Com dez anos de trajetória, a Cia do Sopro encena Medea, uma versão contemporânea do dramaturgo inglês Mike Bartlett para o clássico de Eurípedes. O espetáculo, dirigido por Daniel Infantini, tem patrocínio da Caixa Cultural e faz curta temporada de 31 de maio a 2 de junho de 2024 na Galeria da Caixa Cultural Brasília, com apresentações de sexta e sábado, às 20h, e no domingo, às 19h.
Formada por Fani Feldman, Rui Ricardo Diaz, Plínio Meirelles e Antonio Januzelli, a Cia. do Sopro tem em sua trajetória os espetáculos A Hora e Vez e Como Todos os Atos Humanos. Já Mike Bartlett, autor dos sucessos Love, Love Love, Contractions e Bull, é considerado um dos mais ousadosdramaturgos da geração emergente da Europa.
A versão inglesa deste clássico grego suscita reflexões acerca da condição da mulher nos dias de hoje. A nova montagem traz no elenco Fani Feldman (Medea), Rodolfo Amorim (Jasão), Juliana Sanches (Pam), Maristela Chelala (Sarah), Plínio Meirelles (Andrew) e Bruno Feldman (Carter).

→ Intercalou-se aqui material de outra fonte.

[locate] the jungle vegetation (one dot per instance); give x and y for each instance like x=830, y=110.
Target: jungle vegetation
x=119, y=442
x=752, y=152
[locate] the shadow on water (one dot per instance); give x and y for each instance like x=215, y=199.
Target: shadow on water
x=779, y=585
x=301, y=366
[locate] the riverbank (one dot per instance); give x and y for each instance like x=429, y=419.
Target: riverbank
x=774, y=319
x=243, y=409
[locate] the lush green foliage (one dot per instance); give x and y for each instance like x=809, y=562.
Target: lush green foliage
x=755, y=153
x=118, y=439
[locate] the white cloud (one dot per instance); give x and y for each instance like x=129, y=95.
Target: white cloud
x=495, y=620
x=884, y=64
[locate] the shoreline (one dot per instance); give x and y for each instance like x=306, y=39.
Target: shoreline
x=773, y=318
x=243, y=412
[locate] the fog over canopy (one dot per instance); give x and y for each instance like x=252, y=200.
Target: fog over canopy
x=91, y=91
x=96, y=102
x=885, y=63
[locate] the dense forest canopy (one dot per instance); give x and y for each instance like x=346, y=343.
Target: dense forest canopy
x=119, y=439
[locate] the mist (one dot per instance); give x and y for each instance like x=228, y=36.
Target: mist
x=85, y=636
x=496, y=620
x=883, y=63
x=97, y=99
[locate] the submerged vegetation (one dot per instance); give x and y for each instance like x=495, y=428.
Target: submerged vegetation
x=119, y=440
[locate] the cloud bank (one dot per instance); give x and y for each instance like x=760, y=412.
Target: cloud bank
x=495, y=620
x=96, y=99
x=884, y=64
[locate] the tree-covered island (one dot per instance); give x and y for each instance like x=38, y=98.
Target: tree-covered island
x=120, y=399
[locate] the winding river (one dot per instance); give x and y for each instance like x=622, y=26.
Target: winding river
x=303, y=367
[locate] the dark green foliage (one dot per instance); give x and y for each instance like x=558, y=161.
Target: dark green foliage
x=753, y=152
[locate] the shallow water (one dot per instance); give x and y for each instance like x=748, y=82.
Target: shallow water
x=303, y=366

A peça é um dos grandes clássicos do teatro grego. Nesta montagem, o público se depara com uma mãe, negligenciada, traída, abandonada, acuada, entre a gravidez e o puerpério. Esta Medea, não foge à regra da mulher que, atravessada pela cadeia de violências diárias, físicas e emocionais, se desfaz em um corpo e mente destruídos. A protagonista vilipendiada, eviscerada por uma sociedade alicerçada pelo machismo estrutural, fala integralmente aos dias de hoje, e infelizmente, ao Brasil de 2024, um país aterrorizado permanentemente por notícias diárias de abuso e feminicídio.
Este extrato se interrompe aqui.